Hey all, I just arrived in HK on sunday and started on an internship the next day. I haven't had much time at all to explore HK and I'm staying a little out of the way in Pok Fu Lam (near Kennedy Town). I would love to meet some people as I don't have any friends here! I'm 21 going on 22, and I'm free this weekend. Next week onwards I have to work from Tuesdays to Saturdays from 10am-7pm so after work or meeting up on Sunday or Monday is great by me.  We could have drinks or something. I'm also looking for someone to watch the Euros with! Send me a message!


----------



## tlamvip (Apr 16, 2012)

stephl said:


> Hey all, I just arrived in HK on sunday and started on an internship the next day. I haven't had much time at all to explore HK and I'm staying a little out of the way in Pok Fu Lam (near Kennedy Town). I would love to meet some people as I don't have any friends here! I'm 21 going on 22, and I'm free this weekend. Next week onwards I have to work from Tuesdays to Saturdays from 10am-7pm so after work or meeting up on Sunday or Monday is great by me.  We could have drinks or something. I'm also looking for someone to watch the Euros with! Send me a message!


Hey I'll be going to HK on the 7th or 8th with my business partner. I will be staying in wanchai for three months. 

Let's meet when I arrive. Gonna start a startup program with other entrepreneurs


----------



## jackysh (Jun 24, 2012)

hey dude, 24 guy here, love to hang out, are u still in hK?


----------



## Markfromuk (Mar 10, 2012)

Hi Everyone,

I'm Mark 26/m from UK. I'm new in Hong Kong on a 2 month secondment and don't know anyone. Looking to meet people for drinks/dinner or to do any of the touristy stuff.

If anyone wants to hang out drop me a message


----------



## imkah (Aug 9, 2012)

Hi all,

I would love to meet up for drinks some time! I arrived in Hong Kong a few days ago and am very much still finding my feet.

I don't seem to be able to send anyone messages though, am I missing something important?

Anyway, if you can work out how to send messages, drop me a line! I'm 27/F from the UK.

Thanks!

Emma


----------



## Markfromuk (Mar 10, 2012)

Hi Emma,

In the past you needed to make 5 posts before you can then send a private message. Guessing it's still the same.

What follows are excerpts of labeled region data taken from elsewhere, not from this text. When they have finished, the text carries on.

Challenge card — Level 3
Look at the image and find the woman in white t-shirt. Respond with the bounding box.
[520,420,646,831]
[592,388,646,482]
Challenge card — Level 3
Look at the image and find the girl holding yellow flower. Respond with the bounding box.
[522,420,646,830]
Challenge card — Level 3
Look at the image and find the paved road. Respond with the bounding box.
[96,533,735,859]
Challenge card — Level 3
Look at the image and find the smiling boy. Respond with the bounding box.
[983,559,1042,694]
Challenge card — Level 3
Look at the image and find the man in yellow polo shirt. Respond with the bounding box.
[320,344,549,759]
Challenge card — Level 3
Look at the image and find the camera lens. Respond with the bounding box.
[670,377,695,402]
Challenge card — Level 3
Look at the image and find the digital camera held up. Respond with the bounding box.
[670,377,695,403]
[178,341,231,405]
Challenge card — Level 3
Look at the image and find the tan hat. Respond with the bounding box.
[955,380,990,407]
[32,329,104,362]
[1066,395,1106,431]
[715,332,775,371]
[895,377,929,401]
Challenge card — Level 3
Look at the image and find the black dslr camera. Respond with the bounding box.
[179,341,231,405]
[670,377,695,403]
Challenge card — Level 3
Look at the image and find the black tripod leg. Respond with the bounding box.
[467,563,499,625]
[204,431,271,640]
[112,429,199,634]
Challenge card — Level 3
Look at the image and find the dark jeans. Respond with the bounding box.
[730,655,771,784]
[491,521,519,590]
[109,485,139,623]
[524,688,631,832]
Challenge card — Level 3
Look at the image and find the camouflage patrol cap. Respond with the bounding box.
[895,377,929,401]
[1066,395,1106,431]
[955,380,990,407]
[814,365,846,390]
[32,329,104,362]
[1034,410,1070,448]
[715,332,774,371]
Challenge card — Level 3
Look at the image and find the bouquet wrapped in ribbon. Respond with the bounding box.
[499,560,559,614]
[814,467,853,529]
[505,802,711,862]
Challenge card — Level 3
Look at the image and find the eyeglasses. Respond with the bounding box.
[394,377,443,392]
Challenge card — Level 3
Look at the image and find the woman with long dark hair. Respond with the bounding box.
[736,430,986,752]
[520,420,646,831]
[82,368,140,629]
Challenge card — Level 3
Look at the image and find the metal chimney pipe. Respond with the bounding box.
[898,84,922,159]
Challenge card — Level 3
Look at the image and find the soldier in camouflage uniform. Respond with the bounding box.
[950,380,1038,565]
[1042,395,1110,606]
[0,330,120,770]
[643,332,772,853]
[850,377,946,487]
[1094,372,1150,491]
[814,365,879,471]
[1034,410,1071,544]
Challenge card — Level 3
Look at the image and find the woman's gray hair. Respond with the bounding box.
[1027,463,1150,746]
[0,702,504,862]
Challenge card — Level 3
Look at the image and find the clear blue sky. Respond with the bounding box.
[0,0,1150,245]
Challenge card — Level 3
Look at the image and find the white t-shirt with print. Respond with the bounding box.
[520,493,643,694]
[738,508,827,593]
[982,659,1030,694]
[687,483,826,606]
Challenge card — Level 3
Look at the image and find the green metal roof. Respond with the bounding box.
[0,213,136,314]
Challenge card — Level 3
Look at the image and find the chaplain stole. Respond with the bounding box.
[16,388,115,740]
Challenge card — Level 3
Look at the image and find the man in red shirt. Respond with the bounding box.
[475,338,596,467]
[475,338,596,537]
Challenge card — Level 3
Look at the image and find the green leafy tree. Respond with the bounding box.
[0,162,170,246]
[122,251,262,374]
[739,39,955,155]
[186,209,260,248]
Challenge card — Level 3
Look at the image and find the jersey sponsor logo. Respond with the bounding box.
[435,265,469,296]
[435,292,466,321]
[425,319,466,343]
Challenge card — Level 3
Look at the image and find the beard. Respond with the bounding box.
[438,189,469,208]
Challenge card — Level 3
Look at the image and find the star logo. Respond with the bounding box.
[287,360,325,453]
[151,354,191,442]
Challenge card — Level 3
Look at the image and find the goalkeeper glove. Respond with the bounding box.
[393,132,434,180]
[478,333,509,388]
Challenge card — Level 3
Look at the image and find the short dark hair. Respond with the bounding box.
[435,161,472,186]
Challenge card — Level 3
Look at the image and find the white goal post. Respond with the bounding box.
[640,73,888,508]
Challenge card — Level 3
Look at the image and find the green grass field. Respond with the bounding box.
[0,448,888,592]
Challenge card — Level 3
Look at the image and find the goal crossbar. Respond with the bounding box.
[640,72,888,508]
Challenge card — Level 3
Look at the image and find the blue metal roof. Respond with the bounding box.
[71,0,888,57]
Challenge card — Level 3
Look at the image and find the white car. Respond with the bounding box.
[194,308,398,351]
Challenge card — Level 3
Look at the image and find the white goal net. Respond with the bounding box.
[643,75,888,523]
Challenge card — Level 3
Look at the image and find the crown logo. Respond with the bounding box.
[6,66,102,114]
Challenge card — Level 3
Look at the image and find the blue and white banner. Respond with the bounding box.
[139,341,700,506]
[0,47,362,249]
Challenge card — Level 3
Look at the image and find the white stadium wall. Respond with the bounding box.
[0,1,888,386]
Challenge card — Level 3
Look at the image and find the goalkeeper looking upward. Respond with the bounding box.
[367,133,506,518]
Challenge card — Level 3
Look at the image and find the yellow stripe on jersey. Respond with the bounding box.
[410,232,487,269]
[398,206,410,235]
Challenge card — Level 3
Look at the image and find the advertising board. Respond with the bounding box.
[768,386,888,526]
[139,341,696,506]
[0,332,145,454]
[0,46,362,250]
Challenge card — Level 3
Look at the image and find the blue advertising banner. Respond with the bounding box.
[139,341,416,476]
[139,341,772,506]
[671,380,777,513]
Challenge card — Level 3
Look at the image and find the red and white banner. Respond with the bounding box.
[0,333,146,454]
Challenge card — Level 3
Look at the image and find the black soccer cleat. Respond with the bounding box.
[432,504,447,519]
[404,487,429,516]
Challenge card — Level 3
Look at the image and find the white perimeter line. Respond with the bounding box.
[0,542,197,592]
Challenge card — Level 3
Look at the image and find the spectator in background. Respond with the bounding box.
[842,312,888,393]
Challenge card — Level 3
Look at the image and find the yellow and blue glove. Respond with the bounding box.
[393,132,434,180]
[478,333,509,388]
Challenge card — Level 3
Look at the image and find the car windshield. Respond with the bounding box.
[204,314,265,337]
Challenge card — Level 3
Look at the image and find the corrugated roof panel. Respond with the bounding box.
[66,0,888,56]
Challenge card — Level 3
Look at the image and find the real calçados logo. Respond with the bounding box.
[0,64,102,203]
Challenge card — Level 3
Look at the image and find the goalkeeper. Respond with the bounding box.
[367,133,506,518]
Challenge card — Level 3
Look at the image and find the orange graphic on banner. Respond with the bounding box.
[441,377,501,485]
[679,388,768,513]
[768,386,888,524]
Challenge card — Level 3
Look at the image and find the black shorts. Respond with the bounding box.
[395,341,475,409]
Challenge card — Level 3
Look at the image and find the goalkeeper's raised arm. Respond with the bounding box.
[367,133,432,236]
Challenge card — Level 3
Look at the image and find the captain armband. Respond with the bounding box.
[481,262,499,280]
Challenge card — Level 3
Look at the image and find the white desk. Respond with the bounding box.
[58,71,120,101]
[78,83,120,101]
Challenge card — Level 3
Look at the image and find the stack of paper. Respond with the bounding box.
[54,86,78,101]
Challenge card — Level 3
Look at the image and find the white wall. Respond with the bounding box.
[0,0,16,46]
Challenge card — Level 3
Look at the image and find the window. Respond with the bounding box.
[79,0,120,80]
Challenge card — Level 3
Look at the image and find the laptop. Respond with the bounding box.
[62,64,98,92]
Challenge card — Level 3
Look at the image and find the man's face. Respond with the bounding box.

In the mean time if you wanna hang out my email address is [email protected].

Have you heard about the Hong Kong pubcrawl which happens every Thursday. I haven't made it yet but planning to go this week.

Cheers
Mark




imkah said:


> Hi all,
> 
> I would love to meet up for drinks some time! I arrived in Hong Kong a few days ago and am very much still finding my feet.
> 
> ...


----------